Corporate Social Responsibility in India: policy and practices of Dutch companies

Corporate Social Responsibility in India: policy and practices of Dutch companies

More can be done to improve CSR of Dutch companies in India

This study sets out to analyse to what extent Dutch companies in India have developed a policy on Corporate Social Responsibility (CSR) as well as to identify good practices and potential difficulties in the implementation of such policy. Furthermore the study hopes to support companies in finding practical solutions.

Key findings of the study include:

  • because of limited resources, less public pressure and less requirements CSR is not at all institutionalised yet in Small and Medicum Enterprises (SMEs)
  • companies are mainly reactive and less pro-active in the formulation of their CSR policy
  • the relation between the mother and the daughter company it is not clear which company is responsible for the CSR impact of the business activities
  • there are important areas in which the perception of Dutch companies and NGOs on CSR differs from the Indian perception
  • companies are more concerned with CSR related to their own production processes and often fail to detect non-compliance in the work processes they outsource locally
  • companies consider the broader human rights situation to be the primary responsibility of governments and do not want to take a position on political decisions taken by the state, even if they involve human rights violations
  • the environmental policy of companies is mainly focussed on traditional "grey" issues, such as the use of energy, material and water, emissions and waste management
  • transfer of science and technology is to a limited extent achieved by appointing Indian management and employing Indian staff.

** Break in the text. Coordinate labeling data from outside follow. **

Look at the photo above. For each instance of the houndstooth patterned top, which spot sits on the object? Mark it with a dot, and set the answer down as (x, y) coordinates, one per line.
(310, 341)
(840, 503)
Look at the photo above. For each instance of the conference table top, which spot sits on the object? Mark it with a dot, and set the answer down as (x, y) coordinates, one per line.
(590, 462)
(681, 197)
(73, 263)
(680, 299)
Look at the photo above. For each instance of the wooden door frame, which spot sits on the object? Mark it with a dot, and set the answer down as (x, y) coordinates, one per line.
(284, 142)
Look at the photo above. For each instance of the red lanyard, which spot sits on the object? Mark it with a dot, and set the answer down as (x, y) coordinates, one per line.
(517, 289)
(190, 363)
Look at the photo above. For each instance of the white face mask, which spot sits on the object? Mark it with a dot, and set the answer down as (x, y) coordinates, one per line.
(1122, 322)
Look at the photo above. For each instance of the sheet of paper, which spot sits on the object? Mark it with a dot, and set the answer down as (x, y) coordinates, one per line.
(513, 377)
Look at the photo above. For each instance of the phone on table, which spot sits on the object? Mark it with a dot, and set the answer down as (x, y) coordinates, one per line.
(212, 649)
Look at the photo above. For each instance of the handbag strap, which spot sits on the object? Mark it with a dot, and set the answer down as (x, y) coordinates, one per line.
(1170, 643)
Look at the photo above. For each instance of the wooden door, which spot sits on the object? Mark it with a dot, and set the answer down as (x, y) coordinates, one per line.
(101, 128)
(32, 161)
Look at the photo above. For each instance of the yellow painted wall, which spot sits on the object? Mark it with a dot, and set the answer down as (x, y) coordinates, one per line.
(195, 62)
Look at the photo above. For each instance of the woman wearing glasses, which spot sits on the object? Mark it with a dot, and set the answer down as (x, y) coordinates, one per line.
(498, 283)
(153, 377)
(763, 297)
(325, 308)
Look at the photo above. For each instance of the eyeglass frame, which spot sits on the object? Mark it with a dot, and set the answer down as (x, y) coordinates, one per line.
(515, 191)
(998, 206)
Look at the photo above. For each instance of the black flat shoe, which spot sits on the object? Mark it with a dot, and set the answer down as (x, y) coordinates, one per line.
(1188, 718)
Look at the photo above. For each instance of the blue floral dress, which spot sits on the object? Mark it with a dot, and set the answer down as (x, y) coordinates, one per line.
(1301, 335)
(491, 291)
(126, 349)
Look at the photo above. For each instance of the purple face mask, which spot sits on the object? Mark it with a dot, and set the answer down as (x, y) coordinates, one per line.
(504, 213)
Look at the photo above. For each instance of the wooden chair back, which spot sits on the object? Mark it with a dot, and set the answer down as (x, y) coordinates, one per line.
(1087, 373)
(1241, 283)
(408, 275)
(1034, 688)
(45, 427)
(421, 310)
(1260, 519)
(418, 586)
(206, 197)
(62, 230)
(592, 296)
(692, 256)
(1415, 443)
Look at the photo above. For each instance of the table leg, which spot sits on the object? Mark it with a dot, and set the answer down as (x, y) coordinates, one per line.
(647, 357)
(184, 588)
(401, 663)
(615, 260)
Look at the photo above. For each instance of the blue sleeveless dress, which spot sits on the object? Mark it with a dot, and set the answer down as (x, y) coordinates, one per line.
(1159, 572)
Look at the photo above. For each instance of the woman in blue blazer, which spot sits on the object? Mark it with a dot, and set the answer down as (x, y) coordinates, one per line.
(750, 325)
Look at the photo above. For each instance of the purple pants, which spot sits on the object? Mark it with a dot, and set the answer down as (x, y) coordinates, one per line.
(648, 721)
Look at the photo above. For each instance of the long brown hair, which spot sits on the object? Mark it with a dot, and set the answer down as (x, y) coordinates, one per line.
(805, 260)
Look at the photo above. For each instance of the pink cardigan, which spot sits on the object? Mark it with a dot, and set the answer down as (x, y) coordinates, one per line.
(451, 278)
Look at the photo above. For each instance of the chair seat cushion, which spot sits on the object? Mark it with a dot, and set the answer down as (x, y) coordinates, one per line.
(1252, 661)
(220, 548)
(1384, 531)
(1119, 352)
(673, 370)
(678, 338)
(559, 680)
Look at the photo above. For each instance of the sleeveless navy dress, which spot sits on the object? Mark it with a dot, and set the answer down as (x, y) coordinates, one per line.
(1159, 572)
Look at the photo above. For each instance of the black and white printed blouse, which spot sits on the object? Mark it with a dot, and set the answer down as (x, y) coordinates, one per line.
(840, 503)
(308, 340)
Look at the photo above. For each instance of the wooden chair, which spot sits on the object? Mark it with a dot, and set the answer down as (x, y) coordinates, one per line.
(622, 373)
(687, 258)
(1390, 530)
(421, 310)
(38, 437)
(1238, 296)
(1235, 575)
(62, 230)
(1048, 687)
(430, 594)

Based on the above findings the study makes the following recommendations:

  • companies should make more use of CSR risk assessments: this would stimulate pro-activeness, and will help to reveal sector and country specific CSR issues
  • a CSR policy should not only be communicated top-down but should be supported by a credible stakeholder assessment and dialogue as well as clear implementation measures
  • companies could show their intention to be transparent by adopting an explicit transparency policy in their codes of conduct
  • NGOs should support SMEs by means of sector wide initiatives and exchange of best practices
  • Dutch NGOs should not only focus on large and well-known multinational corporations (MNCs), but also on SMEs and on supermarkets in the lower price segment
  • Indian NGOs are in the process of setting up a CSR platform; they could make use of the experiences and expertise of the Dutch platform
  • the Dutch government should provide more guidance on political sensitive issues which can affect the impact of activities of Dutch companies, also in a democratic country like India
  • the Dutch government together with NGOs could develop CSR country-based toolkits or fact sheets for the benefit of Dutch companies wanting to locate or invest in a developing country.